IceBeing · 19/05/2016 15:01

If you wanted to find a way to see your brother you easily could. But you don't and therefore haven't. I wouldn't invite people to my wedding who showed no interest or support to me for 6 years either.

And your Mum is even worse. She won't exclude the sisters children but she is happy to exclude the brothers....go figure.

KittensandKnitting · 19/05/2016 15:03

Your right you can't build up a fabulous relationship at one or two family events a year if you don't put effort it but you suggested your family is constantly in and out of each other's homes so surely it wouldn't have been just a handful of times over that two year period if your brother used to be the same as the rest of you.

I see each of my SIL's 3 times a year... we talk via text, chat on phone - you have to want to build a relationship and if just seems to me that unless your brother suddenly decideds to fit in with the rest of you, then you won't bother.

It is sad and I am sorry it is difficult for you but I still don't know what your actually wanting/trying to achieve

WyldChyld · 19/05/2016 15:04

In that case, your mother is as much at fault as all the rest of you. God forbid her nasty rude daughter be left out of things in case she doesn't left your mother see the grandkids but hey, it's fine for your poor brother to be totally ostracised by the entire family and bugger his kid.

KittensandKnitting · 19/05/2016 15:05

This is batshit are you actually a family of meet-cats

I just literally spat out my coffee

AuntieKippers · 19/05/2016 15:06

Even if your sis is controlling your Mum you don't need to let her control you.

KittensandKnitting · 19/05/2016 15:08

They just don't like his wife

Simples meerkats

Nothing to do with anything else the argument is a red herring. They just don't like his wife.

snorepatrol · 19/05/2016 15:08

I'm sorry but you're not your mums official spokesperson. You need to take a step back and stop being your mums emotional crutch. Let your mum deal with HER problems with you brother HERSELF let her deal with HER issues with your sister HERSELF.

You say you haven't taken your sisters side and I believe you, you've taken your mums!

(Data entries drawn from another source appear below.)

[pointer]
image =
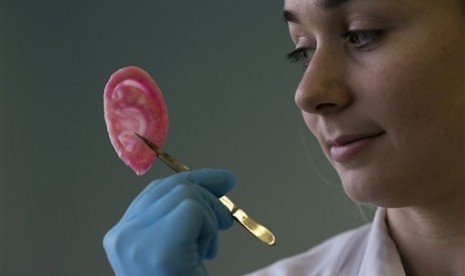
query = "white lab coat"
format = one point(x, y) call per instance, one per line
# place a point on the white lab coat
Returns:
point(365, 251)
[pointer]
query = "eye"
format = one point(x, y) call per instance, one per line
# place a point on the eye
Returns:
point(363, 39)
point(301, 55)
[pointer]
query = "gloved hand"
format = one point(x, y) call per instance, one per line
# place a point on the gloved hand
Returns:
point(172, 226)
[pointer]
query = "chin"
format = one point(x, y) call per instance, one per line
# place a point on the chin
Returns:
point(373, 190)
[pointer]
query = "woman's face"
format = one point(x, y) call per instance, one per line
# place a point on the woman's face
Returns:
point(383, 92)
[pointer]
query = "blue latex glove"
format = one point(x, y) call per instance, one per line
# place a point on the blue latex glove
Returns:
point(172, 226)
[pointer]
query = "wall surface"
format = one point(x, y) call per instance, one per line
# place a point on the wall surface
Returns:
point(229, 90)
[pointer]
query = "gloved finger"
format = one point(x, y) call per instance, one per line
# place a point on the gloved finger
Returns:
point(216, 179)
point(164, 206)
point(197, 231)
point(220, 182)
point(152, 193)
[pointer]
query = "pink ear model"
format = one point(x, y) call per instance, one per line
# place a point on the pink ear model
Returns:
point(133, 103)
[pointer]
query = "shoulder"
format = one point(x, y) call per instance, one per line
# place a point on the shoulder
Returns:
point(332, 257)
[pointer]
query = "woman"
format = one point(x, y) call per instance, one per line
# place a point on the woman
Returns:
point(383, 91)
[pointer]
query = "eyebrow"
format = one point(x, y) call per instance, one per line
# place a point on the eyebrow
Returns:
point(290, 16)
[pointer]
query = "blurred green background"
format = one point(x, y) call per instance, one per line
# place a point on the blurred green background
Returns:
point(229, 91)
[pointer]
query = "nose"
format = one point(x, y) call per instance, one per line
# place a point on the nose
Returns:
point(323, 88)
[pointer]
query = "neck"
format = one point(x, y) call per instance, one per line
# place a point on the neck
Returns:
point(431, 241)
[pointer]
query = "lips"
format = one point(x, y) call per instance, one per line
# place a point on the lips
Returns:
point(346, 148)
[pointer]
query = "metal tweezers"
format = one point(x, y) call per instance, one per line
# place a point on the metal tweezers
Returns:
point(239, 215)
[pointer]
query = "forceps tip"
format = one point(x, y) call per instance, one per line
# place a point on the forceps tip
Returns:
point(148, 143)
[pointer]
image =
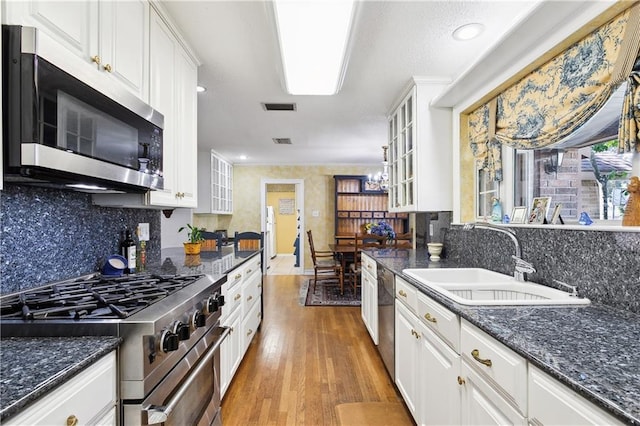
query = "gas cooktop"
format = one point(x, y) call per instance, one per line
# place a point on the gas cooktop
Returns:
point(92, 297)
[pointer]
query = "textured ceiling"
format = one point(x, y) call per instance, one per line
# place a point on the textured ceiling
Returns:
point(392, 41)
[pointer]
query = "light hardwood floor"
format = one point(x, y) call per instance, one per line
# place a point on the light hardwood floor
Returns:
point(303, 362)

If your mum feels worried, sad upset about the relationships with your brother and sister that's for her to deal with its not for you to alienate yourself from your siblings to protect her emotional wellbeing. I don't see anything on this thread other than

You're upset your mum didn't get to go to the wedding
You're angry your mum missed this
Your mum is upset she can only see brother 4 times a year
Your mum can't exclude sister or your sister may exclude her time with grandchildren.
You have to spend all your free time with your mum because she is lonely and had no friends
You can't go to your brother without upsetting her.
I know you got a bit upset at people blaming your mum but it's just not normal parental behaviour op.

I havent read on this thread
'I would like to be friends with my brother sister' all I've read is how your actions may affect your mums happiness.

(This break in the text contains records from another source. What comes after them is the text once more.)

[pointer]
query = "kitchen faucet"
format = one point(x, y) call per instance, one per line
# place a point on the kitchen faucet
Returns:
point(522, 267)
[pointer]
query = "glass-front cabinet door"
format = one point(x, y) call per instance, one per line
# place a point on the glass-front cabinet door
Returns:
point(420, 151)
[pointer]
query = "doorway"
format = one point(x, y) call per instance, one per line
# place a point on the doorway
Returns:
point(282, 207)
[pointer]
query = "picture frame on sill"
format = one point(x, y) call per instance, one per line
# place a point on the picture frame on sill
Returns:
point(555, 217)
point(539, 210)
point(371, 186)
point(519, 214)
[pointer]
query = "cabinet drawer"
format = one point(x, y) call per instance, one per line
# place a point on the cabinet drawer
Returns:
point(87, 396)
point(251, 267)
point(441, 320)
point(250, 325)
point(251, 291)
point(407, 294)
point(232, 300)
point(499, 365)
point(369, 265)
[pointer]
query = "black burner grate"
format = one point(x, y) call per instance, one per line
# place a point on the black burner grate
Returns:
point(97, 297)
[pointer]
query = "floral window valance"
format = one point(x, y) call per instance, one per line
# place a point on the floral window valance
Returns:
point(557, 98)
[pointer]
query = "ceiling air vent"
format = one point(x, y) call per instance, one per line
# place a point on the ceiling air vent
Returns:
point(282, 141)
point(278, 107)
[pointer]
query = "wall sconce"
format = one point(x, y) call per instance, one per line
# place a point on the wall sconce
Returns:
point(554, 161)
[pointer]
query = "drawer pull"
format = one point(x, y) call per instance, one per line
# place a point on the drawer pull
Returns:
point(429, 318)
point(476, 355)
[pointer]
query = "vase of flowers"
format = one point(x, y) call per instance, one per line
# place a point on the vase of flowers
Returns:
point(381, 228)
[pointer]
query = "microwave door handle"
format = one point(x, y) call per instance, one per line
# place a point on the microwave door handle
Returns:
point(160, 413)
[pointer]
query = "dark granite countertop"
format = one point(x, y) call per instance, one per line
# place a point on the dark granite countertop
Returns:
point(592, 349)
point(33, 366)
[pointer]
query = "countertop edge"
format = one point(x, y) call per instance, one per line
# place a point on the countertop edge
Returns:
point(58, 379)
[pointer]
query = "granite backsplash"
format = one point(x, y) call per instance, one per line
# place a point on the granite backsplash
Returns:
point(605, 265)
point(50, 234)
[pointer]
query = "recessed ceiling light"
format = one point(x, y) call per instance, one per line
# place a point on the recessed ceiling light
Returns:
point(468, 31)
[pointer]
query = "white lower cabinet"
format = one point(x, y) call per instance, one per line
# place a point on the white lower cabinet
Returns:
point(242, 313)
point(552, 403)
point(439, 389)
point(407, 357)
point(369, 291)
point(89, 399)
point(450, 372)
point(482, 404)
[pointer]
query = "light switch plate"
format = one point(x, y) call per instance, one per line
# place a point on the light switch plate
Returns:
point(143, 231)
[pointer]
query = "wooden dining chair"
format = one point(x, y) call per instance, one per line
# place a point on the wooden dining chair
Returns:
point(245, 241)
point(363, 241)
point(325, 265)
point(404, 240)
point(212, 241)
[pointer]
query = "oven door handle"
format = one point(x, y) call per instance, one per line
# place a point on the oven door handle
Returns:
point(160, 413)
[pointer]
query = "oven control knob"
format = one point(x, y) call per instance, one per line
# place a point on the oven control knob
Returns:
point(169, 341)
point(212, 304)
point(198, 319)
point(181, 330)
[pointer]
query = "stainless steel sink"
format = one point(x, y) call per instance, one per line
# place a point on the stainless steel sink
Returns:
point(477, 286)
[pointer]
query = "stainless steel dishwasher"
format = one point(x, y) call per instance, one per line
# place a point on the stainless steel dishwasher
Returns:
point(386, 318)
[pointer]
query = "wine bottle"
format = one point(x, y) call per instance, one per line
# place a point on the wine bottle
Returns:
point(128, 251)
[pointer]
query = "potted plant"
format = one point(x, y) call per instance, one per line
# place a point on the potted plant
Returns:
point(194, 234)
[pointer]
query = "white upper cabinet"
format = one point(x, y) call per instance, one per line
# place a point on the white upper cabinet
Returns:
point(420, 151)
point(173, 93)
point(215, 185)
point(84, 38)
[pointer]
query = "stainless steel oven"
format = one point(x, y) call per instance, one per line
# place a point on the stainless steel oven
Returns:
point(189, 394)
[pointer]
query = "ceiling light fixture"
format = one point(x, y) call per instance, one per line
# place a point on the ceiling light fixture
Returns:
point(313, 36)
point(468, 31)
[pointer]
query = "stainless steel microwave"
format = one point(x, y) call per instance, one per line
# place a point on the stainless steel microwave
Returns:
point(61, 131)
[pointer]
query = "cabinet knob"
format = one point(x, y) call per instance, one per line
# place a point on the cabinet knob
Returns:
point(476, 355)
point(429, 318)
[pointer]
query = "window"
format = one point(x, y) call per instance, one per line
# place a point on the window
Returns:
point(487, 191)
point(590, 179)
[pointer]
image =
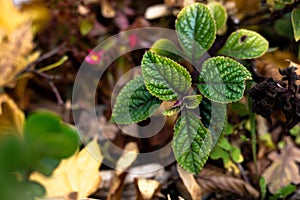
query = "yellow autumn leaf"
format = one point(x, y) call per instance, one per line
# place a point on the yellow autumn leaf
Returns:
point(12, 18)
point(11, 117)
point(77, 175)
point(15, 53)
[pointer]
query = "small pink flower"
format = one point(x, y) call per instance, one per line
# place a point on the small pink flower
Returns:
point(94, 57)
point(132, 40)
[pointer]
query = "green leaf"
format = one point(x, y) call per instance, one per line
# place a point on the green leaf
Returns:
point(196, 30)
point(224, 144)
point(285, 1)
point(164, 78)
point(193, 101)
point(222, 79)
point(296, 23)
point(245, 44)
point(219, 14)
point(219, 153)
point(191, 142)
point(236, 155)
point(172, 110)
point(167, 48)
point(134, 103)
point(46, 136)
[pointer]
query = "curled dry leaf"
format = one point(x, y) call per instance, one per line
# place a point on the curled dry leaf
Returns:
point(190, 183)
point(211, 180)
point(268, 64)
point(77, 176)
point(146, 189)
point(283, 169)
point(11, 117)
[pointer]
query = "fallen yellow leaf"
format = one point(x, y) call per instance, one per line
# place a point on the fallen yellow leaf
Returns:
point(77, 175)
point(15, 53)
point(11, 117)
point(146, 188)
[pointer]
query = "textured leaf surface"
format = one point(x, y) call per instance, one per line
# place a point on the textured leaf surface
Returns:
point(245, 44)
point(164, 78)
point(222, 79)
point(134, 103)
point(219, 14)
point(196, 29)
point(192, 101)
point(296, 23)
point(191, 142)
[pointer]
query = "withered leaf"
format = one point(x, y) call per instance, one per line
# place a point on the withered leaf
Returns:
point(146, 188)
point(76, 176)
point(211, 180)
point(15, 53)
point(11, 117)
point(283, 169)
point(269, 95)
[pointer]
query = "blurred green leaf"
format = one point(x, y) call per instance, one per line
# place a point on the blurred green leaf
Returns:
point(47, 136)
point(165, 47)
point(296, 23)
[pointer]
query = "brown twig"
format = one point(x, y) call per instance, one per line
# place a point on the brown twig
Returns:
point(60, 102)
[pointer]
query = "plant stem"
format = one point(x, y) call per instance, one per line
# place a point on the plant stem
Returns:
point(252, 130)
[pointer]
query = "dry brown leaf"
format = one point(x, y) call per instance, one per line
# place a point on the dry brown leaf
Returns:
point(129, 155)
point(268, 64)
point(11, 117)
point(190, 183)
point(146, 189)
point(15, 53)
point(283, 169)
point(76, 176)
point(211, 180)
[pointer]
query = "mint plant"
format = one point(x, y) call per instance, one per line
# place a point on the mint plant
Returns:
point(216, 81)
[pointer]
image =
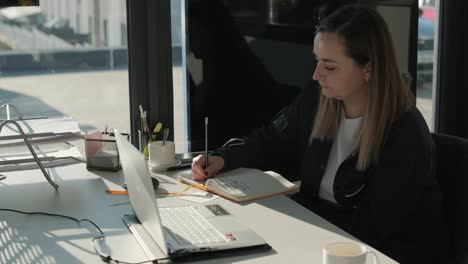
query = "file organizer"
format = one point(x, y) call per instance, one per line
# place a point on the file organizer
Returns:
point(27, 139)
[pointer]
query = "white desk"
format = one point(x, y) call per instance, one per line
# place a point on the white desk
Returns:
point(295, 233)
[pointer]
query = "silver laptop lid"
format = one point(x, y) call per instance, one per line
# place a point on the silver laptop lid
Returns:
point(140, 189)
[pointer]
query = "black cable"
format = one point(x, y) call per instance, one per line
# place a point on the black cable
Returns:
point(104, 257)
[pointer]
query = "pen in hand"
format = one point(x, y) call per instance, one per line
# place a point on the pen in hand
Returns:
point(206, 142)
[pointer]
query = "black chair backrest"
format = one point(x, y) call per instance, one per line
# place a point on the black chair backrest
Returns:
point(452, 174)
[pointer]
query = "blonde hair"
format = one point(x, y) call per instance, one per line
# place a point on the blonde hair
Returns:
point(367, 41)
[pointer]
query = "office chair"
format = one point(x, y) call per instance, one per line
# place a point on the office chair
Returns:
point(452, 174)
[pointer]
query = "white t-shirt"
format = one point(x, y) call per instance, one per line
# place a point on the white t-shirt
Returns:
point(342, 147)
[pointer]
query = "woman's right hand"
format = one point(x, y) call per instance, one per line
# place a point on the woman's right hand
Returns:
point(200, 173)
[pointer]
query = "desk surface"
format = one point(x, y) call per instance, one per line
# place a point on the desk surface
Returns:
point(295, 233)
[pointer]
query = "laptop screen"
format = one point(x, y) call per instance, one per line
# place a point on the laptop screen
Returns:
point(140, 189)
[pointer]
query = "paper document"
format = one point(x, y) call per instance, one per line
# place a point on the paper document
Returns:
point(67, 154)
point(243, 184)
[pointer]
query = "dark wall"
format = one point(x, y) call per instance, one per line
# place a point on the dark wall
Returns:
point(452, 93)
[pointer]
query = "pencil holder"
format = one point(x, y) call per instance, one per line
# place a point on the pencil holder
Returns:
point(144, 138)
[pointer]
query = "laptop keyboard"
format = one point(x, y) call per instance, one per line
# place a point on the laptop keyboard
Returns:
point(187, 226)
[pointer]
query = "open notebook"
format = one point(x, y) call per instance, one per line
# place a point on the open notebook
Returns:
point(243, 184)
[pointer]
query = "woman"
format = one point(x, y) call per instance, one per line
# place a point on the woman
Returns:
point(363, 151)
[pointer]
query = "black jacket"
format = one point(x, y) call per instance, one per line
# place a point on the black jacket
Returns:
point(394, 206)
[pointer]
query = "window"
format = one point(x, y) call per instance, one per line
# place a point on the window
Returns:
point(50, 66)
point(427, 35)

I'm guessing both your brother and your sister feel a bit let down by your Mum's attitude over their fall out and they both probably see you as just an extension of her, seeing as you only seem to care about how the rift affects her.

I think you need to sit down and decide what YOU want ie to be friends with you brother / sister and make it work. Or decide you don't want to be friends with your brother and sister at which point you need to tell your mum to leave you out of it.

But feeling like you need to arrange him in secret because of how your mum will react emotionally is not moral op it's really not healthy.

She's a grown woman if she is upset one of her children is seeing another of her children then she needs to suck it up to be honest because it's damaging the whole family.

Tiggeryoubastard · 19/05/2016 15:09

m.youtube.com/watch?v=EBLFw-Q6uzQ

People that have excuses for everything

LogonMounstuart · 19/05/2016 15:09

I understand where you are coming from OP. If a sibling of mine treated my parents like this I would find it hard to forgive them.

You can get married without a big wedding, but you don't have to do it in secret- not telling parents.

Your brother and his wife sound selfish and hurtful. It is good your parents have you there for them.